La gara interna con la Roma e il caos prevendita hanno spinto centinaia di tifosi a segnalare alla dirigenza ogni sorta di disservizio. La speranza è quella non solo di evitare lunghe code all’esterno e stadio “invaso” da supporters di squadre avversarie, ma anche e soprattutto di venire incontro alle esigenze di quello zoccolo duro che merita più di ogni altro di assistere alle gare casalinghe della Salernitana. Assurdo, insomma, che l’occasionale debba prevalere rispetto agli ultras, agli esponenti dei club, a chi era in trasferta a cospetto di Budoni e Selargius.
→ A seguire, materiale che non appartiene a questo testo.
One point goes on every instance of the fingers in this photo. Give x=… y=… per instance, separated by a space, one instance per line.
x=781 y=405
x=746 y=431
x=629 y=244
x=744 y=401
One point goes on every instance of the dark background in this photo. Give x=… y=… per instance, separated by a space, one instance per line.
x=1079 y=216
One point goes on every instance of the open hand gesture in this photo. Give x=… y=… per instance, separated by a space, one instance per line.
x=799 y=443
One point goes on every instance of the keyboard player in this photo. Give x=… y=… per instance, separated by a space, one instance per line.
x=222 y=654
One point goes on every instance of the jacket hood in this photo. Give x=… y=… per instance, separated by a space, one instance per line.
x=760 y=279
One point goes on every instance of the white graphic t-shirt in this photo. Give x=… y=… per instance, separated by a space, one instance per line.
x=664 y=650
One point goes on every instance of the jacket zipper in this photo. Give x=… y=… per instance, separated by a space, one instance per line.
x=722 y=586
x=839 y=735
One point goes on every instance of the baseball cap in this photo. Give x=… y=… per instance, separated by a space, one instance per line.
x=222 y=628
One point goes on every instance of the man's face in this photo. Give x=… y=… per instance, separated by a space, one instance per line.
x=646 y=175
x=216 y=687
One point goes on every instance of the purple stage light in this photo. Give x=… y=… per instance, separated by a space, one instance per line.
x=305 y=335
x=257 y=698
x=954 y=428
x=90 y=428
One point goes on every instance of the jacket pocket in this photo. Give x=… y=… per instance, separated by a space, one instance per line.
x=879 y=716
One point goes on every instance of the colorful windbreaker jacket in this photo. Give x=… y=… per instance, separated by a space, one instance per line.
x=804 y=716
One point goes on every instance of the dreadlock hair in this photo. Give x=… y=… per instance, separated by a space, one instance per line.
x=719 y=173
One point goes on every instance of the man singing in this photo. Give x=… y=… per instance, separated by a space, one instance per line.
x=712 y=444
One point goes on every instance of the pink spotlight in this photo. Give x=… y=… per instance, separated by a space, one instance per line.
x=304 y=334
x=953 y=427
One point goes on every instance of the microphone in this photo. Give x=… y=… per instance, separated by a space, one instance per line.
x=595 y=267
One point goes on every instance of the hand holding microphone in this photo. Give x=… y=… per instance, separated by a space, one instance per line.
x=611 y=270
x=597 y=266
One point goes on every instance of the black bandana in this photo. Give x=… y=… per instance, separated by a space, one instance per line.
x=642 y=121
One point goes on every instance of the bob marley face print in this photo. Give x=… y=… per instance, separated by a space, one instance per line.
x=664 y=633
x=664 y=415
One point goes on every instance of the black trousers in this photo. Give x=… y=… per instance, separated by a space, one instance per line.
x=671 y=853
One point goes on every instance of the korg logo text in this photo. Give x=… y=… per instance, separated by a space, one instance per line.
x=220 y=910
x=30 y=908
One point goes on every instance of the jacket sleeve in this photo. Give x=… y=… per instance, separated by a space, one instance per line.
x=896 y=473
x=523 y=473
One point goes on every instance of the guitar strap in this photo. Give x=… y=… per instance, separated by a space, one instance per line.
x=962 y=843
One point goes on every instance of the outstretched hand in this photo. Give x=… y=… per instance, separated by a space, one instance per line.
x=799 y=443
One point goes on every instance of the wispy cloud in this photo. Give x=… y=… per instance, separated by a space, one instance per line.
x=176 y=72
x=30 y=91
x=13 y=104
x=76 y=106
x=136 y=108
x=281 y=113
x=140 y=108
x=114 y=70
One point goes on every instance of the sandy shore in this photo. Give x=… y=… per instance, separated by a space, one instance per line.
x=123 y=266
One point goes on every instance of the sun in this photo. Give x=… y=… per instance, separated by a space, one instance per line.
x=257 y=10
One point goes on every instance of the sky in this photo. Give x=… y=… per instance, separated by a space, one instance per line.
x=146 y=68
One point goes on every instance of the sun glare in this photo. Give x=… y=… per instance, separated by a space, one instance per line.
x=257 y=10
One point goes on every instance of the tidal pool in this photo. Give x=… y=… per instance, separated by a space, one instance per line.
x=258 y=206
Ad ogni modo, per ora, non ci saranno grosse novità: stessi prezzi con l’Atalanta (forse qualche euro in meno per Salernitana-Verona, anche in virtù del doppio turno ravvicinato), nessuna prelazione e la querelle disabili che fa discutere. Chi ha usufruito dello sconto per il match con la Roma, infatti, non avrà la possibilità di esserci successivamente in virtù del criterio di rotazione che, comunque, penalizza persone meno fortunate e che, grazie al calcio, riescono a vivere un paio d’ore di spensieratezza. A breve anche qualche esponente politico potrebbe decidere di affrontare la problematica in altre sedi chiedendo pubblicamente biglietti illimitati per i disabili e senza spendere un solo euro.